Noris, da casalinga a calzolaio in gonnella e non solo
Guadagnarsi da vivere con la propria abilità manuale, riparando
scarpe ma anche costruendo punto dopo punto borse di lana artigianali. Se per tradizione trovare un calzolaio in gonnella non è la cosa più usuale, trovarla anche sarta, capace di creare o impreziosire gli oggetti che vende, lo è ancor meno. Invece Noris Taiola, la titolare della Bottega di Noris di via Casazza 15, sa fare questo e di più.

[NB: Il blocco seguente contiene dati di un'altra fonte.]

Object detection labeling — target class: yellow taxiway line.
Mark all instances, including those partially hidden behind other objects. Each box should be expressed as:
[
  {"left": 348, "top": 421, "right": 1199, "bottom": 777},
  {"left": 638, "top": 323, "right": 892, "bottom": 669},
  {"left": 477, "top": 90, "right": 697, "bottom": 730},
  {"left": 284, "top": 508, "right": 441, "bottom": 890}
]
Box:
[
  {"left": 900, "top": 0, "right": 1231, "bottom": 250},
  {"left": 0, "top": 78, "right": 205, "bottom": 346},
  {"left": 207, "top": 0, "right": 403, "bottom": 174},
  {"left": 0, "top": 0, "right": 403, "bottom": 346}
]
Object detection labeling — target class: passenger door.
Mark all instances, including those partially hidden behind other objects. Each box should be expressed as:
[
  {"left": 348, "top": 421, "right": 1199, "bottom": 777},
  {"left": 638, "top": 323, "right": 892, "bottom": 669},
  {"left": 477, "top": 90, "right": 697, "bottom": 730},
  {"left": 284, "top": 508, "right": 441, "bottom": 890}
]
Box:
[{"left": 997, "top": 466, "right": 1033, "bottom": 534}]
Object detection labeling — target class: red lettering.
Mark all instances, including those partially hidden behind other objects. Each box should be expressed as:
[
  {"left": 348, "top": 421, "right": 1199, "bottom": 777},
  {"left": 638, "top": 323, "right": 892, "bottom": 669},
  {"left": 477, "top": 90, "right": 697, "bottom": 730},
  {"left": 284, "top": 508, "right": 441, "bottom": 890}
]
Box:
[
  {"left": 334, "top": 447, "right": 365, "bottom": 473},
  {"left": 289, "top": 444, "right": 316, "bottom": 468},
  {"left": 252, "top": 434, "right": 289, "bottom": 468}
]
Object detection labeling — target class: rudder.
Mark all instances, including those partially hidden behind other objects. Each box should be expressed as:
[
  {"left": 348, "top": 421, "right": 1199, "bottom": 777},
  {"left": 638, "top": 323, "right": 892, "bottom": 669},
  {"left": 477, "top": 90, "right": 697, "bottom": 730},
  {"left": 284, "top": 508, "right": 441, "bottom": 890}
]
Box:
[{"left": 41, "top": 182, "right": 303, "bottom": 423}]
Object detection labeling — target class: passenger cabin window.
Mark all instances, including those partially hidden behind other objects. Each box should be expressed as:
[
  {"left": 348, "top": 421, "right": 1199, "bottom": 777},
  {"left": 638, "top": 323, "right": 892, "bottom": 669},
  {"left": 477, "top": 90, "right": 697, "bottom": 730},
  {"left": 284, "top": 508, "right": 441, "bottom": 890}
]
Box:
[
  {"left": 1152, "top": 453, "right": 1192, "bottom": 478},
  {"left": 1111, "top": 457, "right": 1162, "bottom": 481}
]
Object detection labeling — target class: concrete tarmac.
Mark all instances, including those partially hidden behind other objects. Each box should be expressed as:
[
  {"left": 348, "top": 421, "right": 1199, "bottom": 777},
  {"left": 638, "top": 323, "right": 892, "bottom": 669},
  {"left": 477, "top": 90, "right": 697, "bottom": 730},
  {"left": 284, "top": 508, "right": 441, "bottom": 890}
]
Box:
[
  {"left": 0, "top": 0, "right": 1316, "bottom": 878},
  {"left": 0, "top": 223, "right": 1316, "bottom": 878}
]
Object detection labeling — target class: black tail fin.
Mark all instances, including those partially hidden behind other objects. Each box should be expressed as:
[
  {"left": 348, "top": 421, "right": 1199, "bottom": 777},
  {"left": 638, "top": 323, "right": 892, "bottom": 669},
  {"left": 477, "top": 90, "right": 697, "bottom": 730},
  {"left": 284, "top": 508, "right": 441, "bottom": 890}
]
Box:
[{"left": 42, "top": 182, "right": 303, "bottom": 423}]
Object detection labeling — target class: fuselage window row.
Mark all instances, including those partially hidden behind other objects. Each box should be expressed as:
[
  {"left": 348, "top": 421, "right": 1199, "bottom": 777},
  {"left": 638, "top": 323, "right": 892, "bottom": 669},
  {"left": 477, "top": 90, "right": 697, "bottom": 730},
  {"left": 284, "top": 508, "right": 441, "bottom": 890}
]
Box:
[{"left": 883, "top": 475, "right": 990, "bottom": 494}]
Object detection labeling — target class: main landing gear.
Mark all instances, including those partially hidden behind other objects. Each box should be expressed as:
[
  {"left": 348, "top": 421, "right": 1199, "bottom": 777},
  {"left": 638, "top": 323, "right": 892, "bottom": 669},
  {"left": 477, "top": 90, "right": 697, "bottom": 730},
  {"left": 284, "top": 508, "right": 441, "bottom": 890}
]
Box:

Nel suo negozio-laboratorio aperto a metà 2013, rilevato dando una continuità più moderna e graziosa a quella dell’esperto calzolaio Sergio, Noris aggiusta ogni calzatura e ogni genere di accessorio di pelletteria, ridonando nuova vita colorata e ravvivata da tocchi di fantasia a borsette, zainetti, cinture e valige. Se infatti l’attività principale è risuolare le scarpe e sistemarne i tacchi, di cuoio e di gomma, quello che stupisce di più è però la capacità di fondere il ruolo di calzolaio con quello di sarta.
«Un’abilità imparata e affinata in 20 anni di cucito casalingo - spiega Noris - che ho capito come mettere a frutto nel mondo del lavoro attraverso corsi di vario genere, dalla decorazione, al ricamo, passando per la maglieria e il bijoux. Così oggi creo e vendo, piccole cose, ma di grande soddisfazione».
Mamma e casalinga dai 20 ai 45 anni, e poi il salto nel mondo del lavoro. Non è stato facile passare dai fornelli di casa alla cucitrice del
calzolaio per Noris. Ci sono voluti coraggio, impegno, e il sostegno dei figli Anna e Luca, le sue spalle. Per partire però è stato indispensabile anche un anno abbondante di apprendistato, dal calzolaio Sergio, l’artigiano che l’ha preceduta in via Casazza 15.
«Una mattina mi sono presentata dal signor Sergio chiedendogli se avesse voglia di insegnarmi il suo mestiere - racconta l’artigiana di
Casazza -. È bastato uno sguardo e, quasi incredibile, il giorno dopo ero già in laboratorio. È stato un vero apprendistato, faticoso ma appagante per le tante cose che ogni giorno riuscivo a imparare. Poi un giorno Sergio se n’è andato dicendomi: io sono a casa, se ti serve qualcosa puoi chiamarmi, ma adesso tocca a te. Ero spaventatissima, ma non avendo alternative, mi sono buttata. E oggi, dopo 20 mesi, sono ancora qua».